Scheduled to be presented in the Indian Parliament on 1st Feb, the Union Budget 2018 holds the highest criticality for India, Indians and world economy as a whole. This is the time of Great expectations from Mr. Arun Jaitley writes Faiz Askari.
Now, when we say, India we meant from a background of last few years which witnessed craftsmanship of policymaking for better infrastructure, redefined systems and processes. In last few years India has gone under major surgeries such demonetization, GST implementation and several flagship schemes such as ‘Make in India’, ‘Digital India’, ‘Swwach Bharat Abhiyan’ etc. all are crafted to ensure new systems in India which will or which should ultimately bring a positive change. This year’s Budget document is expected to show us measurable success metrics.
The criticality of this Union Budget for Indians can be understood by the fact that it is a budget which is getting shared ahead of General Elections 2019. So, again a common man is in the mainframe and most importantly, last few years have gone in receiving many speeches, announcements, and scheme rollouts from the perspective of the betterment of common man, now the results of all these activities are getting expected. And, lastly, this document is likely to be critically watched and observed by the entire world because of the evolving positioning of India in the global socio-economic scenario.
Blunt Demands from Union Budget 2018
India’s foreign policy has experienced a changed, so as other major countries such as United States, China, and even Pakistan have shown some significant changes in their outlook towards India. This Union Budget is expected to sketch out a game plan to make India’s position even stronger at the global level.
So, Indians and Indian entrepreneurs have some great expectations from Mr. Arun Jaitley to showcase results as well as attract masses to move ahead.
Economists, entrepreneurs are optimistic about India’s growth trajectory and it is obvious to mention that a tax rate cut is desperately expected. Reforms are most welcome but what is needed to have implementation strategy which can be more easy to introduce reforms into the system.
Therefore, even if fiscal prudence is exercised in this Budget, it will be important for the government to take into consideration the building expectations of the public. It is certain that it will continue to push forward its growth manifesto and make announcements on key aspects, such as attracting foreign investment, ease of doing business, employment generation, digitization and financial sector reforms. Clearly, with so many objectives to meet, the Honourable Finance Minister will be aiming for the bullseye to ensure that the key issues of various stakeholders are addressed once and for all!

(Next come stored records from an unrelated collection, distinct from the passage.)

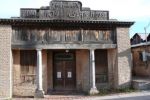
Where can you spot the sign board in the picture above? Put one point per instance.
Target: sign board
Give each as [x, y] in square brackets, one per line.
[65, 10]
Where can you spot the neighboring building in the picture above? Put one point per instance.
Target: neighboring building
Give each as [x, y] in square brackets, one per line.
[141, 67]
[72, 48]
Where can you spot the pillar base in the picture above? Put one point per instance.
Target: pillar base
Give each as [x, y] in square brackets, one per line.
[39, 94]
[93, 91]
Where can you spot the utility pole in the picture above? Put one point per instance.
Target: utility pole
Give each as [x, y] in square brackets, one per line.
[146, 46]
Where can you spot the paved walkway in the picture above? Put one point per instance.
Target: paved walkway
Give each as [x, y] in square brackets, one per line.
[143, 95]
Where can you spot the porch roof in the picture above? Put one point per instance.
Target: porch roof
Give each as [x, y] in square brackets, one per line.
[73, 23]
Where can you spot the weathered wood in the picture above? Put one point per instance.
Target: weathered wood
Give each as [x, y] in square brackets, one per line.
[65, 10]
[48, 36]
[64, 46]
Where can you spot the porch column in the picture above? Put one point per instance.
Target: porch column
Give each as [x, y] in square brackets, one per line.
[93, 89]
[39, 93]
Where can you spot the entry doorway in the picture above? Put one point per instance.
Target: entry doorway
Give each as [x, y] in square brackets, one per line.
[64, 71]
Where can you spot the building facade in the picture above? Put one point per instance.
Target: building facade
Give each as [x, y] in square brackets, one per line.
[63, 47]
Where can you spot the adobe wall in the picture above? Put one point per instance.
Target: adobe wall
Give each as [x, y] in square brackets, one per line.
[5, 62]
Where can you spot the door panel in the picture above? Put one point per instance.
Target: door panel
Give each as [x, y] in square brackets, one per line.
[64, 71]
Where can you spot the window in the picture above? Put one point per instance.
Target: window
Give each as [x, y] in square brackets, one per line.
[28, 66]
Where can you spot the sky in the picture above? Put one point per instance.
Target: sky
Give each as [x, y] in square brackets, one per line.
[122, 10]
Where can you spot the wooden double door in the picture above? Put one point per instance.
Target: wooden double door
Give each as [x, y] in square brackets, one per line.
[64, 73]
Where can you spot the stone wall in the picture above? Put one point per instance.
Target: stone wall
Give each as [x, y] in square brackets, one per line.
[112, 58]
[5, 62]
[123, 70]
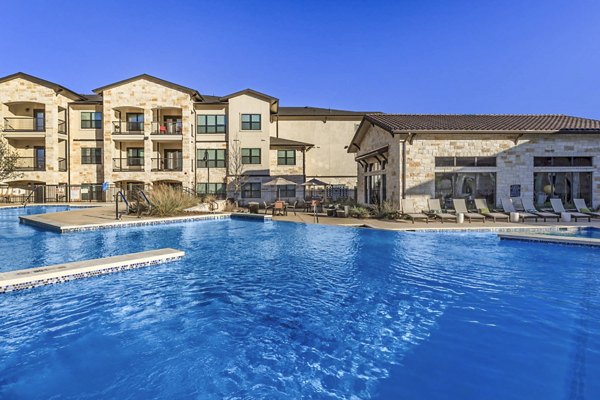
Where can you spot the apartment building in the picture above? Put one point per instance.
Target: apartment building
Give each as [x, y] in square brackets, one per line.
[477, 156]
[144, 130]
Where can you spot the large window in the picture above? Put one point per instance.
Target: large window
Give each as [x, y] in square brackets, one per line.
[465, 185]
[286, 157]
[250, 156]
[91, 120]
[286, 190]
[212, 124]
[91, 155]
[251, 122]
[211, 158]
[562, 161]
[563, 185]
[251, 190]
[217, 189]
[465, 161]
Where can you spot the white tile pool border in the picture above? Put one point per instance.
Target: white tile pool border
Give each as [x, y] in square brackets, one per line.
[34, 277]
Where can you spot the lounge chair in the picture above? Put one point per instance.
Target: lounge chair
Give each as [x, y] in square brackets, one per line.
[482, 207]
[408, 210]
[559, 208]
[583, 208]
[460, 205]
[435, 209]
[509, 207]
[528, 206]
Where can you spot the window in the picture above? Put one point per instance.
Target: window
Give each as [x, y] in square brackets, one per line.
[250, 156]
[286, 190]
[218, 189]
[563, 185]
[562, 162]
[91, 155]
[211, 124]
[91, 120]
[465, 162]
[211, 158]
[286, 157]
[251, 122]
[135, 156]
[465, 185]
[251, 191]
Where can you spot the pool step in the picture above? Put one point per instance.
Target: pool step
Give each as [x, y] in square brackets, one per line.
[33, 277]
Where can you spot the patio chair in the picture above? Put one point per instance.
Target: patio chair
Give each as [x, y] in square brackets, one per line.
[460, 205]
[583, 208]
[435, 209]
[408, 210]
[509, 207]
[267, 207]
[482, 207]
[559, 208]
[527, 205]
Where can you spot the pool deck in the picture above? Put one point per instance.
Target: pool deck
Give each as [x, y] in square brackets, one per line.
[102, 216]
[48, 275]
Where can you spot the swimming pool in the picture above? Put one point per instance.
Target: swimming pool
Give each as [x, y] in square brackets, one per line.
[285, 310]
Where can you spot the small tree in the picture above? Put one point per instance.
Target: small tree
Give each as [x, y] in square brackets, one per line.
[237, 177]
[8, 160]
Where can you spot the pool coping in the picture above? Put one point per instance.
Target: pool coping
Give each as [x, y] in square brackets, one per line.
[555, 239]
[58, 273]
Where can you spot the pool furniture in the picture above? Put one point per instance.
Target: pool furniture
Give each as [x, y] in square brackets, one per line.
[558, 207]
[509, 207]
[436, 211]
[528, 206]
[408, 210]
[482, 207]
[583, 208]
[460, 205]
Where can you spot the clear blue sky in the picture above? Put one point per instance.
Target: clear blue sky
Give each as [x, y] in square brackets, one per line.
[504, 56]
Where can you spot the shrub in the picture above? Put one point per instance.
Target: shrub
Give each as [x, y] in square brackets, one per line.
[168, 201]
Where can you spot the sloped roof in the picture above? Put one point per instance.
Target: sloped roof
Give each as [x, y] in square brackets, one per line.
[275, 141]
[190, 91]
[55, 86]
[318, 112]
[483, 122]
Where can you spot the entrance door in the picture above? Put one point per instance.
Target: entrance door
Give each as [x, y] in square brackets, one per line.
[39, 159]
[39, 120]
[173, 160]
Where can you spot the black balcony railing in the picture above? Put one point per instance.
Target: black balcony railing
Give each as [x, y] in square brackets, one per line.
[62, 164]
[30, 164]
[128, 164]
[167, 164]
[167, 128]
[24, 124]
[128, 128]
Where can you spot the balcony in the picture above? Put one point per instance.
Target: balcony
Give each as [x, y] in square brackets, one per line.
[31, 164]
[167, 164]
[24, 124]
[128, 128]
[167, 128]
[128, 164]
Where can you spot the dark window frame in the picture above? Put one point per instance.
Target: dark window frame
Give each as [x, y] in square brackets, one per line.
[254, 122]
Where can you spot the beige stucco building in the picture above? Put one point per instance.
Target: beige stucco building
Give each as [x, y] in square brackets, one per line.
[144, 130]
[477, 156]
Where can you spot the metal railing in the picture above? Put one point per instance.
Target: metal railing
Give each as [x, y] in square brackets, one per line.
[167, 128]
[128, 164]
[30, 164]
[128, 128]
[167, 164]
[24, 124]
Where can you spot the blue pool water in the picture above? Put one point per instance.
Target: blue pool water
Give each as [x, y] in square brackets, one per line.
[284, 311]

Abhishek Goenka, Partner, and Leader, Corporate and International Tax at Pricewaterhouse Coopers India made few key demands ahead of Union Budget speech from Mr. Arun Jaitley. He says,“Reduction in the rate of corporate tax in line with the plan to bring it to 25% must be considered by Mr. Jaitley. In addition, simultaneous rationalization of the rates of dividend distribution tax and minimum alternate tax is also needed. This Budget should bring rationalization of the interest deduction limitation provisions by excluding interest paid to unrelated parties.” And most importantly, Goenka also pointed out demand for an exemption from MAT for companies on gains from the sale of shares on the stock exchange and removal of the “angel tax” provisions for investments in start-ups.
Now, coming on to the key reforms which can surely transform the industrial sector for next one year, Bimal Tanna Partner and Leader, Industrial Products at PWC India listed out following points as –demands which can surely transform the economy. Bimal said, “Reduction in the overall corporate tax rate to 25% for all companies, in line with the commitment made by the Finance Minister in need of the hour. The industry also wants clarity on GST implications of various sales promotion schemes. For companies referred to NCLT under the Insolvency and Bankruptcy code: Waiver of outstanding loan and interest thereon should not be taxed under MAT and normal provisions.”
In terms of motivating investments, the finance minister, Mr. Jaitley, must restore the investment allowance under section 32AC and higher depreciation for plant and machinery from 15% to 25% to provide a boost for investment in manufacturing industries. “Restoring the highest rate of depreciation instead of present 40% to provide impetus to industries using energy saving equipment which is efficient in curbing the pollution,” Bimal quoted, “Allow the carry forward of unutilised R&D deduction under section 35 (2AB) benefit for an indefinite period (on the lines of unabsorbed depreciation).”